Vascular Risk Factors and Mild Cognitive Impairment in the Elderly Population in Southwest China

Yan Zou 1,2, Qinlan Zhu 1, Yongtao Deng 1, Jingxi Duan 1, Ling Pan 1, Qi Tu 1, Rong Dai 3, Xuemei Zhang 4, Leung-Wing Chu 5, Yang Lü 1,
PMCID: PMC10852946  PMID: 24375574

Abstract

Objectives:

Increasing evidence has demonstrated that vascular risk factors (VRFs) contribute to cognitive impairment in the elderly population. Prevention and administration of VRFs can be a vital strategy for delaying cognitive impairment. This study aimed to determine the impact of VRFs on cognitive function of the aged people from Chongqing, Southwest China.

Methods:

A total of 597 participants (≥60 years) from hospital and community population were enrolled in the cross-sectional study. Participants were screened for hypertension, coronary heart disease (CHD), and cerebrovascular disease (CVD). Blood pressure (BP) and blood lipid were also measured. Cognitive function was assessed with Mini-Mental State Examination and Clinical Dementia Rating. Logistic regression analysis was used to look for VRFs impacting mild cognitive impairment (MCI). Then we investigated the relationship between different types of vascular diseases and MCI.

Results:

A total of 457 participants showed normal cognitive function and 140 participants showed MCI. After adjusting for age, gender, and education, logistic regression analysis demonstrated that hypertension, CHD, systolic BP, total cholesterol (TC), and low-density lipoprotein cholesterol (LDL-C) were independently associated with MCI; however, CVD, diastolic BP, triglyceride, and high-density lipoprotein cholesterol were not associated with MCI. Moreover, vascular diseases significantly contributed to MCI compared with no vascular disease; however, no significant difference in incident MCI was found among different combinations of vascular diseases.

Conclusions:

Hypertension, CHD, TC, and LDL-C are independent risk factors for MCI. Moreover, patients with vascular diseases have a higher risk of MCI; however, the amount of vascular diseases does not increase the risk of MCI.

Keywords: vascular risk factors, hypertension, coronary heart disease, cerebrovascular disease, dyslipidemia, mild cognitive impairment

Introduction

Cognitive impairment is a progressive condition from mild cognitive impairment (MCI) to dementia. Mild cognitive impairment, an intermediate state between normal cognitive (NC) function and dementia, is a common clinical manifestation affecting the aged people. It is suggested in large sample studies that the progression rates from MCI to dementia range between 5.4% and 11.7% per year; moreover, patients with MCI have higher risks of progression to dementia compared with healthy aging people. 1,2 At present, dementia is very common in the elderly population, and the number of people affected by dementia is continually increasing. It is estimated that to date more than 20 million people have dementia, and the total prevalence of dementia is predicted to quadruple by 2040. 3 However, there are no modifying treatments for dementia so far. The early intervention of cognitive impairment appears to be very important for the prevention of dementia.

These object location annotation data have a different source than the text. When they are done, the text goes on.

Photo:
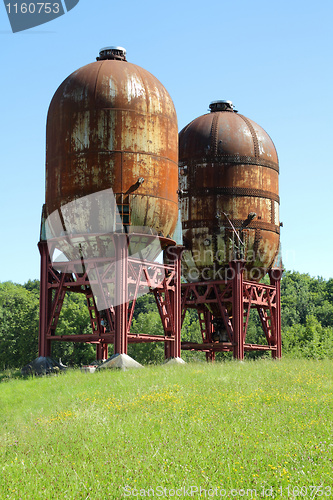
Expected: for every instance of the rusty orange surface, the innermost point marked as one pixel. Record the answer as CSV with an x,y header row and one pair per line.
x,y
109,124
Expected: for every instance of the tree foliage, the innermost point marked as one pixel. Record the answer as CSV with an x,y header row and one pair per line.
x,y
307,324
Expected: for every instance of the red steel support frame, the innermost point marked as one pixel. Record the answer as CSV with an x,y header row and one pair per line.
x,y
129,276
237,296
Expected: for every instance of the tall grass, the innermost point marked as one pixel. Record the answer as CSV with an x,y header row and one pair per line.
x,y
238,430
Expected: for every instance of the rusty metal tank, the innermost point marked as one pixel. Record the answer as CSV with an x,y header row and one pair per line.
x,y
112,126
229,195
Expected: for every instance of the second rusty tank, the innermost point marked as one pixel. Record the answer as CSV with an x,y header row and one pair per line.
x,y
112,128
229,195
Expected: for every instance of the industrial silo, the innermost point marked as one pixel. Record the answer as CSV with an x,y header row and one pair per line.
x,y
229,194
229,200
111,193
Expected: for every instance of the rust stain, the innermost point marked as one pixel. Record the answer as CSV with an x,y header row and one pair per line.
x,y
109,124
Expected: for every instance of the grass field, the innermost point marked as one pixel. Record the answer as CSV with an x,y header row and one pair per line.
x,y
259,429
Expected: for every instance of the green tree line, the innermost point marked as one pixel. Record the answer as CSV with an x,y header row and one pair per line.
x,y
307,324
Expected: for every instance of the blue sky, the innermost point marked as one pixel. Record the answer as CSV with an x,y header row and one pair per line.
x,y
272,59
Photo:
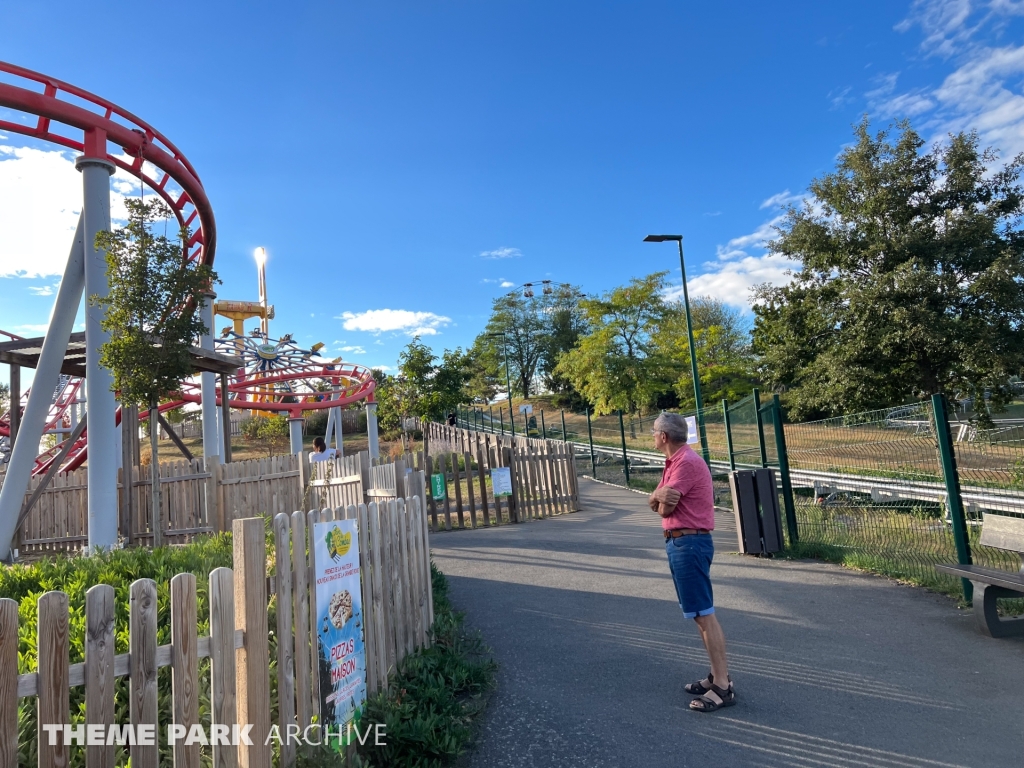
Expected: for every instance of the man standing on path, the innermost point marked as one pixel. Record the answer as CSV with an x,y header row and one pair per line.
x,y
685,500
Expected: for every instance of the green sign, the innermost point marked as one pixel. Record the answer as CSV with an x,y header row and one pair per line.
x,y
438,487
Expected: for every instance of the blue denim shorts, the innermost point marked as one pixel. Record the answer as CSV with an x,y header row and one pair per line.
x,y
689,561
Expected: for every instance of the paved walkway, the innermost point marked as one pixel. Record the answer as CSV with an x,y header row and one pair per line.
x,y
833,668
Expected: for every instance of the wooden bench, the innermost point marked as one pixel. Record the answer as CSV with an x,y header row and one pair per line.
x,y
1003,532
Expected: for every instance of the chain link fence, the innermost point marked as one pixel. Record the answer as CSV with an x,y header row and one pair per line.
x,y
867,489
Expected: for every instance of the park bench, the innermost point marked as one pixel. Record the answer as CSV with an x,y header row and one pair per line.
x,y
1001,532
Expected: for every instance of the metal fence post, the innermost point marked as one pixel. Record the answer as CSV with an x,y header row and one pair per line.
x,y
954,503
761,427
728,435
626,459
590,435
783,470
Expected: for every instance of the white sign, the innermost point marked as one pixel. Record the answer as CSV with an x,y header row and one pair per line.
x,y
692,435
501,481
338,607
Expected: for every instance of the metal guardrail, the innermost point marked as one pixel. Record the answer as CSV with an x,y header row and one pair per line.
x,y
879,488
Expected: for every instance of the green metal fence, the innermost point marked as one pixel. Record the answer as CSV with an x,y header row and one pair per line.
x,y
894,491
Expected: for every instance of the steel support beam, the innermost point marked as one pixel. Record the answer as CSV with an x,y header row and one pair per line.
x,y
375,449
102,465
208,383
24,451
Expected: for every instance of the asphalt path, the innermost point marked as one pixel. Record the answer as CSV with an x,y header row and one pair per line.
x,y
832,667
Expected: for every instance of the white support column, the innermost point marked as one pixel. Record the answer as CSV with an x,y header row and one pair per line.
x,y
375,449
47,374
102,473
339,432
208,381
295,433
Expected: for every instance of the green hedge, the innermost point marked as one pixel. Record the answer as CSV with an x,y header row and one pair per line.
x,y
429,712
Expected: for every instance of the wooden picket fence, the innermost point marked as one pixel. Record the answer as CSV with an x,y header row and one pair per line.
x,y
397,613
194,500
543,472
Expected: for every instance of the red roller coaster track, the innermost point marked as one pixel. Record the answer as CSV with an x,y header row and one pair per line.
x,y
101,121
59,105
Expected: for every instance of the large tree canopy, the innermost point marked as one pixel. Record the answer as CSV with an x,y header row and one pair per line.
x,y
619,365
910,279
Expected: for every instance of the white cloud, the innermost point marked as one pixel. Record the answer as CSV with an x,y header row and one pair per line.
x,y
404,321
39,329
783,199
41,197
502,253
984,92
731,283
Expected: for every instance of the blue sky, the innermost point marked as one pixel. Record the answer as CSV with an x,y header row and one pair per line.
x,y
406,163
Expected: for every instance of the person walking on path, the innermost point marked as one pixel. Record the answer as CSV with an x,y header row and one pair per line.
x,y
685,500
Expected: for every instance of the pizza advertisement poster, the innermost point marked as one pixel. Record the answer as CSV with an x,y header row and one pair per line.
x,y
339,622
501,481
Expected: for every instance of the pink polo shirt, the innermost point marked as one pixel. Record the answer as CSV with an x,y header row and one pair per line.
x,y
686,472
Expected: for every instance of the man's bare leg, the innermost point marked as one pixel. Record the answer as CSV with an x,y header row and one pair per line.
x,y
714,640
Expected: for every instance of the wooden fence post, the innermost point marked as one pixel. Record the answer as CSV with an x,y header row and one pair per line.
x,y
184,666
458,488
303,684
99,669
142,669
222,672
286,637
253,658
53,678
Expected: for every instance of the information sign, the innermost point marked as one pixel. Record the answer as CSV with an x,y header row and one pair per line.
x,y
501,481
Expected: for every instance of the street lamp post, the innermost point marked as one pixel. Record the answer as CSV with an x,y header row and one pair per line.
x,y
508,377
689,333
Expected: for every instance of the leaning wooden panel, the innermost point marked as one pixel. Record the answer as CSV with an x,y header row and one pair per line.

Cerebral hypoperfusion can induce hypoxia/ischemia and contribute to structural and functional changes in the brain, which ultimately leads to cognitive impairment. 4,5 Multiple vascular diseases can lead to cerebral hypoperfusion, including hypertension, coronary heart disease (CHD), and cerebrovascular disease (CVD). Therefore, those vascular risk factors (VRFs) could be risk factors for cognitive impairment. Moreover, it is suggested that these VRFs are associated with the progression of dementia such as Alzheimer’s disease (AD) and vascular dementia (VD). 69 Meanwhile, some studies also demonstrate that the treatment of VRFs can delay the onset and progression of cognitive impairment and dementia. 10 However, till date there is still no final conclusion about the relations between VRFs and MCI, based on published data. 11,12 Moreover, data on the correlation between VRFs and MCI are still lacking for Chinese population. Therefore, this issue needs to be further investigated in China because of race and regional differences.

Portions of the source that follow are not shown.